Sideways Fires, Paralyzed Hikers, and Water Falling from the Sky

     The Fourth of July has never been an event that I exclusively look forward to. The idea of being forced into what feels like a war zone isn't so appealing and the fact that we do it for fun kind of disgusts me. Am I the only one who sees fireworks that way? Think about it: searing rockets splitting the sky, explosions surrounding you, random bursts of light and flame engulfing the air...we imitate a war zone! And we do it for fun! Sick. Really sick.
     By the time it was dark enough to do fireworks, I was exhausted. Earlier, my family had hiked at Sundance and we met a young girl with a birth defect who was unable to walk on her own. Her left pant-leg, just below the knee, hung empty and swayed in the wind. I watched her skillfully maneuver her crutches along the trail that was maybe barely a foot wide. My dad talked to her and her dad as we hiked. They were visiting from Tennessee and their Southern accents told stories and random facts about themselves in a way that vaguely reminded me of the get-to-know-you game. I learned that this girl went all through high school on crutches. She never used a wheelchair and never wanted one. She liked hiking, and just because one leg was dysfunctional, didn't mean she wasn't going to do it. Her dad mentioned that she was wanting to hike to the Timpanogos Caves before they left (Can you imagine? I don't like the steep incline on two legs, let alone on crutches!). All in all, they were nice people and I was absolutely blown away at how well she handled the hike. It's amazing to see people who, despite their circumstances, simply refuse the idea that something can't be done. If I were in her situation, I can pretty much guarantee that I would not be hiking. In all honesty, I'd probably take the wheelchair. It was neat to learn about them. That hike was easily one of my favourite hikes, simply because I knew that I had nothing on her and certainly no room to complain. It's a comfort to know that there are still goodhearted people out there who put their full effort into achieving what some would call impossible. Afterall, someone's going to have to compensate for people like me.
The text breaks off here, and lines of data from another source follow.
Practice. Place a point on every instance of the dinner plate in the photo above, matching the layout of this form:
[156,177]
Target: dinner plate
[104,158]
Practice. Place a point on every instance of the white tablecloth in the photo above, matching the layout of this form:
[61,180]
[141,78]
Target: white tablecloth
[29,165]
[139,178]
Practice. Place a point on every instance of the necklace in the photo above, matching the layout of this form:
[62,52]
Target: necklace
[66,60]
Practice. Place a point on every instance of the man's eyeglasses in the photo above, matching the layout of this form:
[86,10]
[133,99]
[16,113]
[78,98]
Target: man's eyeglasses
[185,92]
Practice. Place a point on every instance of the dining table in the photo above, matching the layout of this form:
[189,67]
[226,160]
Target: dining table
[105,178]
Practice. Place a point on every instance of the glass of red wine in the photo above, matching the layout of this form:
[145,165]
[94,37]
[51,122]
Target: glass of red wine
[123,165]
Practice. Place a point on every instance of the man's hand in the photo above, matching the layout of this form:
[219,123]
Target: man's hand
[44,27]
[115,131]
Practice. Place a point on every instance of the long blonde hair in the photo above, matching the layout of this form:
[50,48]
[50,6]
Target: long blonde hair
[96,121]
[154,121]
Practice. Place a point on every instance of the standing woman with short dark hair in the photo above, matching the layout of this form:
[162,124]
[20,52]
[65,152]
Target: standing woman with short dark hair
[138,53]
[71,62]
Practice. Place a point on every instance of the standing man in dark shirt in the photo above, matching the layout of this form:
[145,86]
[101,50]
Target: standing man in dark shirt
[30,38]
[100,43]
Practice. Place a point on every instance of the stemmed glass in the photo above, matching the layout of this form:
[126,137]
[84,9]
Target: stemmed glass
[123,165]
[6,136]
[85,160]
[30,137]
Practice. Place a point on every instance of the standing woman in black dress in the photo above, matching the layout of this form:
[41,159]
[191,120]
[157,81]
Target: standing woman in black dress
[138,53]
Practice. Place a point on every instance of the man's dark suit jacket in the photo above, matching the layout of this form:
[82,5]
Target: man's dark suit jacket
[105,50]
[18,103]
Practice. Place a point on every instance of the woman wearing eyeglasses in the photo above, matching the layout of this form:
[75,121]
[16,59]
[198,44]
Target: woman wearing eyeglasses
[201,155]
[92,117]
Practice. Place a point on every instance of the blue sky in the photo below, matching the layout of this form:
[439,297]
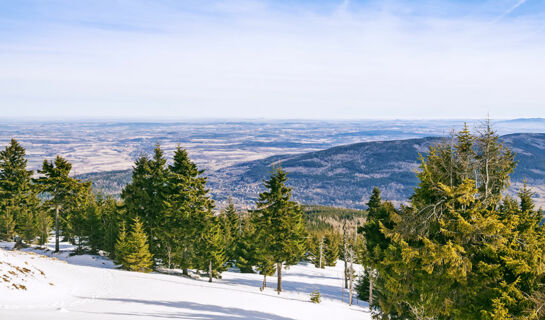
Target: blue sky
[168,59]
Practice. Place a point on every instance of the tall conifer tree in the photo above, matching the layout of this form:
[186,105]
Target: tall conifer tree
[279,223]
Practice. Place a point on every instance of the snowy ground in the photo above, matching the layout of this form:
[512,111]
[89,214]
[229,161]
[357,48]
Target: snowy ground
[58,286]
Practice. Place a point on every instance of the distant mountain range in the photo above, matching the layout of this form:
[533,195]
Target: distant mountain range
[345,175]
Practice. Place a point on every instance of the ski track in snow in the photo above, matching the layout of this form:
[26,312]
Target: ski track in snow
[89,287]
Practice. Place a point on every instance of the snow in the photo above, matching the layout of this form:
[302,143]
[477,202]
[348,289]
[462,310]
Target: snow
[61,286]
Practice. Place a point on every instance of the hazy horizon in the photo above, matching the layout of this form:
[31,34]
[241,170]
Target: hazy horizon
[272,59]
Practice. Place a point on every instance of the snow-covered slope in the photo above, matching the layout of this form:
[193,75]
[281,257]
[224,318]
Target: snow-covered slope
[88,287]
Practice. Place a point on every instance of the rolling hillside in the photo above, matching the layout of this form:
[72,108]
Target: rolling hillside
[345,175]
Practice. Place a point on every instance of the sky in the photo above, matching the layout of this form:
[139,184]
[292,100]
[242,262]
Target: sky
[168,59]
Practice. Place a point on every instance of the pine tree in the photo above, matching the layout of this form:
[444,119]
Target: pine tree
[135,255]
[121,246]
[332,248]
[43,225]
[480,251]
[62,190]
[231,227]
[7,225]
[18,201]
[145,197]
[189,209]
[279,222]
[247,245]
[113,220]
[212,249]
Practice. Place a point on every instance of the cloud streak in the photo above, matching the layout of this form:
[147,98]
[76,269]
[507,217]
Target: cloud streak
[268,59]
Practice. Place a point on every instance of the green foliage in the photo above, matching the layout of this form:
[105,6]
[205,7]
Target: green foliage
[247,246]
[315,296]
[133,249]
[64,194]
[18,201]
[231,229]
[7,225]
[43,226]
[145,197]
[460,250]
[279,224]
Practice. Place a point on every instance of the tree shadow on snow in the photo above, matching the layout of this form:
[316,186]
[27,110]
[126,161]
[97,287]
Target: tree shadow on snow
[194,311]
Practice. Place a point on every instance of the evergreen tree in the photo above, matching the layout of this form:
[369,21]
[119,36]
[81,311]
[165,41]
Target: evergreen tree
[246,248]
[212,249]
[134,255]
[478,250]
[18,201]
[145,197]
[43,225]
[62,190]
[189,210]
[7,224]
[332,244]
[232,229]
[112,220]
[121,246]
[279,222]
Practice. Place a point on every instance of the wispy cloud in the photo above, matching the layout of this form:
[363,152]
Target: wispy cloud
[510,10]
[257,58]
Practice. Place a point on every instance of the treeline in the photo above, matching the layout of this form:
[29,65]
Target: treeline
[164,220]
[461,248]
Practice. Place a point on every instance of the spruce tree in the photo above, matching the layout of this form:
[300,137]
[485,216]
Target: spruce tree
[7,224]
[134,255]
[146,197]
[279,223]
[247,246]
[18,199]
[189,210]
[332,244]
[43,225]
[232,229]
[61,190]
[479,250]
[212,249]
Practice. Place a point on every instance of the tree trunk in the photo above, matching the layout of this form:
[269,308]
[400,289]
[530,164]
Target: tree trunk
[321,251]
[184,259]
[57,228]
[370,289]
[210,271]
[351,276]
[344,258]
[169,255]
[279,282]
[264,283]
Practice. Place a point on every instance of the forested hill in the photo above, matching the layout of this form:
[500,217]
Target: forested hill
[345,175]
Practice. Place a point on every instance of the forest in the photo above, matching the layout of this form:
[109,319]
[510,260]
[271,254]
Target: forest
[459,248]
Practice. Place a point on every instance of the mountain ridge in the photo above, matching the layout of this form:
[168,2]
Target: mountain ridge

     No, sharing that story doesn't really give me room to complain about how tired I was, but really, I was done for the day. There's a reason I don't have a birth defect; I'm not the inspirational type.

While my dad was getting ready to start the fireworks, we had a conversation that went something like this:

     "Dad, we're the only ones doing fireworks on our whole street."

     "Well...oh, look! That family down there is doing some."

     "They don't count. The point is, we never get invited to parties."

     And I was SO right.
     The street adjacent ours had a huge crowd gathered and they were blowing up some really big fireworks. Y'know, the ones that are now apparently legal? Yeah, those ones. While those were blowing up, I got to watch my dad occasionally burn his finger and curse the fuse lines on our Walmart package. Y'know, the fireworks that spit colours from a box? Yeah, those ones. So, we watched our fireworks, overwhelmed with excitement as they were clearly the most compelling fireworks on the block that night, and then...it started raining. I experienced a new perspective of fireworks this year. After the wind knocked them over, I had the unique privilege of watching them catch fire and melt their packaging. We ended up just going inside and watching television.
      What can I say? Whit Happens.

P.S. I don't usually mix my sarcastic complaints with serious issues. I really do, sincerely, admire that girl from the hike. I'm not trying to make light of her injury.